All patients received induction therapy with three methylprednisolone pulses (3 × 500 mg). The majority of the recipients received rabbit antithymocyte globulin (ATG, Thymoglobulin, Genzyme Corp, Cambridge, MA, USA) 1.5 mg/kg/day up to 7 days (range, 3-7 d). The first dose of ATG was given intraoperatively. Subsequent maintenance immuno-suppression consisted of prednisone 20 mg/day with a taper to 5 mg/day by 3 months posttransplant, mycophenolate mofetil 1000 mg twice daily with a taper to 500 mg twice daily by 3 months, and tacrolimus to maintain a target 12 hours’ trough level of 8 to 10 ng/mL for the first 3 months, 6 to 8 ng/mL for months 3 to 6, and 5 to 7 ng/mL after 6 months. Administration of tacrolimus was delayed until the patient had exhibited a brisk diuresis.

Statistical analyses
Results are expressed as numerical values and percentages for categorical variables and as mean ± standard deviation for continuous variables. Statistical analyses were performed with SPSS software (SPSS: An IBM Company, version 16.0, IBM Corporation, Armonk, NY, USA). Comparisons were based on the chi-square test for categorical data and the t test for normally distributed continuous data. Results were considered significant when P was less than .05.
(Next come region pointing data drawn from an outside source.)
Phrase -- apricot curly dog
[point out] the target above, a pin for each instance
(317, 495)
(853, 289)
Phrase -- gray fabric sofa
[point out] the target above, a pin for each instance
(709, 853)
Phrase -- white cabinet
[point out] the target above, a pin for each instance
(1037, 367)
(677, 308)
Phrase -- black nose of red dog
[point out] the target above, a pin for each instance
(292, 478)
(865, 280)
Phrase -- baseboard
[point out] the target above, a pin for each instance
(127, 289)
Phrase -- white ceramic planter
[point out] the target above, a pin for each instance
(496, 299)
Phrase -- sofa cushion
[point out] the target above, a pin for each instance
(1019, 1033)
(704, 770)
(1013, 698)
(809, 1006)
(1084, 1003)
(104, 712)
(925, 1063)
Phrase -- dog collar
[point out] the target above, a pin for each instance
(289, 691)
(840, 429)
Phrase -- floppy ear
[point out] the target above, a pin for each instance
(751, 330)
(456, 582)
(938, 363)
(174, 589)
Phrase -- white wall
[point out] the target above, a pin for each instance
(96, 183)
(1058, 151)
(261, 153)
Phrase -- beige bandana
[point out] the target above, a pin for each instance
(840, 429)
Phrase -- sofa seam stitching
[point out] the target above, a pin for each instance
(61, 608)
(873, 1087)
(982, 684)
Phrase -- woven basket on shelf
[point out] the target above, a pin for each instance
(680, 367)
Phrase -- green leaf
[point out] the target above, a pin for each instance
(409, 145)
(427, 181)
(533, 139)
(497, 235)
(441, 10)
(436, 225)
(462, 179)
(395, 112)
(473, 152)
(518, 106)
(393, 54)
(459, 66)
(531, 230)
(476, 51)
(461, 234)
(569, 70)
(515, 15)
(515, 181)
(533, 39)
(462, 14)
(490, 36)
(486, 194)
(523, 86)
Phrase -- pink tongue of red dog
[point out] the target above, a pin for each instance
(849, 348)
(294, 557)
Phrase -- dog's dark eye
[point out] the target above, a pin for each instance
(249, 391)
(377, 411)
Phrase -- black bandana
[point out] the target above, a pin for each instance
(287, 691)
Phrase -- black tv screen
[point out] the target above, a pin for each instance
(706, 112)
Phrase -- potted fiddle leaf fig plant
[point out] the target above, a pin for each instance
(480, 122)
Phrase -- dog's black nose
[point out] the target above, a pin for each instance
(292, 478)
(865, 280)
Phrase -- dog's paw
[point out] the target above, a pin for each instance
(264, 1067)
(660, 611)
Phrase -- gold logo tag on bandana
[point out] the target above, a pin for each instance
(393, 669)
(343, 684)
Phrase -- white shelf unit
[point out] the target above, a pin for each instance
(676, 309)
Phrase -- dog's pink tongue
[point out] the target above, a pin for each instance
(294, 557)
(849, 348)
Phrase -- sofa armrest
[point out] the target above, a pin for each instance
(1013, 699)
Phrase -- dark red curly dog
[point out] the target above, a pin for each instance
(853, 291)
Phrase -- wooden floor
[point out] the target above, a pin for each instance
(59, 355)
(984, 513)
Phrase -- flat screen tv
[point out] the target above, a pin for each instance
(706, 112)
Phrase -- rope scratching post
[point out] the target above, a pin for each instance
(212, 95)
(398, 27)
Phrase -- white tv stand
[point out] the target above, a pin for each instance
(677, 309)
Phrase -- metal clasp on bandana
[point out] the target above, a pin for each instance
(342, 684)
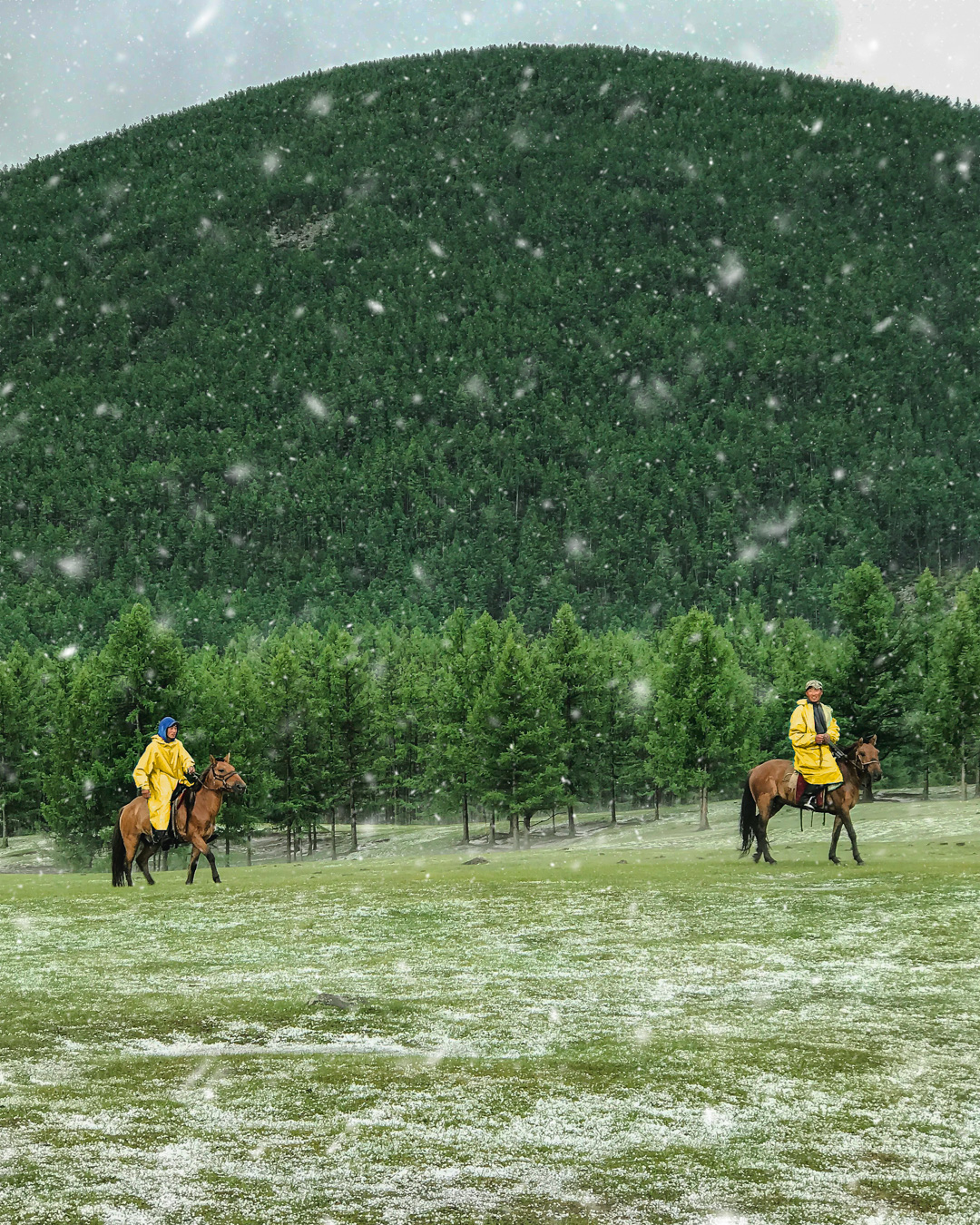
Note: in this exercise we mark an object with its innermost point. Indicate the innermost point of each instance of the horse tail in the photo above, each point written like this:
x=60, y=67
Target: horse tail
x=748, y=819
x=119, y=854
Donation after cardiac death donors
There were 101 kidney transplants from 62 DCD donors. Mean donor age was 28.4 ± 13.3 years (range, 6-65 y; Table 1), and causes of death included trauma in 56 (55.4%), cerebrovascular diseases in 33 (32.7%), brain tumor in 8 (7.9%), drowning in 2 (2.0%), carbon monoxide poisoning in 1 (1.0%) and suffocation in 1 (1.0%). Twelve donors (11.9%) were ECDs. Mean initial and terminal serum creatinine (SCr) levels were 66.5 ± 13.4 μmol/L and 120.9 ± 86.0 μmol/L (P < .001); mean initial and terminal calculated creatinine clearances (Cockcroft-Gault formula) were 119.9 ± 34.4 and 96.0 ± 50.7 mL/min (P < .001).
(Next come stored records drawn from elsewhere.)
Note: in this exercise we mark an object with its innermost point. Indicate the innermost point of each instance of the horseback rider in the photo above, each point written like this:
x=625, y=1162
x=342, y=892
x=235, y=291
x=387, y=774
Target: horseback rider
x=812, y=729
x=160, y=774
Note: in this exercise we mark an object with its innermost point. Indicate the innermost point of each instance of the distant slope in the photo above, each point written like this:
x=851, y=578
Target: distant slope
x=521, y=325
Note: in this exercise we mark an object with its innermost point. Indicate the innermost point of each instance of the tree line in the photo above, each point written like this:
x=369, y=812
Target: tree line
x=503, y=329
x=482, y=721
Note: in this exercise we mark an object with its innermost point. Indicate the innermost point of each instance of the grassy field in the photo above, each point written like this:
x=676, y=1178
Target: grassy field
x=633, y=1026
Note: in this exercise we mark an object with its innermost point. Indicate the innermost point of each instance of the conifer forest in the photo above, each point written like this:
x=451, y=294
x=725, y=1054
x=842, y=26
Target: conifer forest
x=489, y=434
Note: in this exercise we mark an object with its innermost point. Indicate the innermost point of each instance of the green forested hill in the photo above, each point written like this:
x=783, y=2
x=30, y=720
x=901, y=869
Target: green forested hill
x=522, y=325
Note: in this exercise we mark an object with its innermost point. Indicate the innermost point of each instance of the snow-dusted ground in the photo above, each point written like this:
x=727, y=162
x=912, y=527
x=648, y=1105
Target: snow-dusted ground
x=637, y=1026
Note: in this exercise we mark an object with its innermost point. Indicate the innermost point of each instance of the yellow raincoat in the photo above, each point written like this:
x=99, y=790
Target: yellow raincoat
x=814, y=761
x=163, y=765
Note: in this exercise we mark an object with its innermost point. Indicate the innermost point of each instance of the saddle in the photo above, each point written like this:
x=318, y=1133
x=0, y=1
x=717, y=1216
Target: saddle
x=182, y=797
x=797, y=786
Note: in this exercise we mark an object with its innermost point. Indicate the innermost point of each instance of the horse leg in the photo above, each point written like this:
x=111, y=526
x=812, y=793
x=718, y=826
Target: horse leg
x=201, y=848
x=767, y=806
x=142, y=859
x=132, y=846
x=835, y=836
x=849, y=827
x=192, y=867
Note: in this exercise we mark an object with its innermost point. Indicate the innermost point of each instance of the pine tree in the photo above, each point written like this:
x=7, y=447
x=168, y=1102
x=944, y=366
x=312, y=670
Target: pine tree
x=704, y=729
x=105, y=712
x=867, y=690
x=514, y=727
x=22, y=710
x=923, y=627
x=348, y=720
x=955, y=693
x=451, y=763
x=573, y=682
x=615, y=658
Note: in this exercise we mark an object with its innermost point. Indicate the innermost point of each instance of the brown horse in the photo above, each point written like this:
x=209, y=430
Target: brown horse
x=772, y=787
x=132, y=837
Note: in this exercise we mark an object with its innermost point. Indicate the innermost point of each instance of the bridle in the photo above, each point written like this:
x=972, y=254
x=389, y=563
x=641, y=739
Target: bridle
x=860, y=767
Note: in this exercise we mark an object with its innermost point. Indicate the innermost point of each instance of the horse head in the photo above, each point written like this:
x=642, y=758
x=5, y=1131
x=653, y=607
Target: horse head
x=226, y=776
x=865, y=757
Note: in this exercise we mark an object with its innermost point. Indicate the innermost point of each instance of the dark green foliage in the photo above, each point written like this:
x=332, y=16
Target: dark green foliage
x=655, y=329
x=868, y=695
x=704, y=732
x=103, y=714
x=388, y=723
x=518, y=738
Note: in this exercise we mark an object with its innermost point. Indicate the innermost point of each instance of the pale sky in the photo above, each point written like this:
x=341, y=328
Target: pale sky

Donation after brain death donors
There were 50 kidney transplants from 31 DBD donors. Mean donor age was 29.5 ± 14.5 years (range, 9-58 y), and causes of brain death included trauma in 24 (48.0%), cerebrovascular diseases in 19 (38.0%), brain tumor in 3 (6.0%) and anoxia in 4 (8.0%). Seven donors (14.0%) were ECDs. Mean initial and terminal SCr levels were 66.0 ± 15.0 μmol/L and 120.4 ± 93.6 μmol/L (P < .001); mean initial and terminal calculated creatinine clearances were 122.8 ± 28.3 and 98.0 ± 45.6 mL/min (P < .001).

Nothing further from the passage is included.